Labor in real life is quite different from the depiction in many movies of a one-stage process. In reality, there are actually 4 stages (this applies to all pregnant women including plus-size moms to be):
The First Stage
During this initial stage, your cervix would start thinning (effacement) and opening (dilation). You will also experience contractions. In case this is your first pregnancy, the first stage of labor would last between 12 – 13 hours, while a second baby would take between 7 – 8 hours.

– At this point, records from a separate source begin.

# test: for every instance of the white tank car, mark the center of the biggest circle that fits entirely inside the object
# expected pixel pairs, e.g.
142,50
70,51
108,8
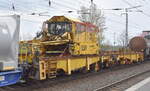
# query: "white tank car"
9,38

There are 3 parts in this stage:
1. Early Labor In The First Stage Of Labor
At this time, the cervix will open up to 4 centimeters. Contractions would be light enough to allow you to relax, drink clear fluids and eat light meals. Such contractions may disappear momentarily as you change activities, but would return soon afterwards. When such contractions become stronger, longer and more frequent, you would be moving to active labor.
2. Active Labor In The First Stage Of Labor
At this time, the cervix will open from a width of 4 to 7 centimeters. This is the time that you need to get to a hospital. Contractions would last for approximately 60 seconds at 3 to 4 minute intervals. Your water may also break, gushing out fluid and leading to faster contractions. To feel better you can change positions, apply hot or cold compresses and receive a massage.
3. Transition From First Stage To Second Stage Of Labor
During this transition, your cervix will open up the widest – from 7 to 10 centimeters. Definitely, this would be the most painful and hardest part of labor. Contractions are expected to occur within every 2 to 3 minute intervals and last for 60 to 90 seconds. The strong, long and frequent contractions can make you feel overwhelmed, tired, irritated or frustrated.
The Second Stage
Complete dilation (opening) of your cervix marks the beginning of your second stage of labor. This stage ends when your baby is actually born. The contractions you experience will help in pushing the baby down through the birth canal. Such intense pressure felt during contractions is much like the bodily urge during a bowel movement.
As each contraction occurs, you would be encouraged by the medical personnel to give an added push. Fortunately, such contractions tend to spread out, although they continually increase in strength.
With plus size women the labor period has a potential of lasting much longer than with other pregnant women. This may be due to the size of your baby. Other aspects that can affect the period of labor include the position of your baby and whether it is you first pregnancy or not.
The Third Stage
Once you have given birth to your baby during the second stage of labor, the uterus continues contracting to push out the afterbirth (placenta). It may take between 5 to 15 minutes following your baby’s birth for delivery of the placenta.
The Fourth Stage
Within a very short period, your baby may be ready to nurse. In some cases, the baby may take longer. Apart from the numerous benefits of breastfeeding to your baby, nursing soon after birth will also reduce bleeding and help the uterus to contract.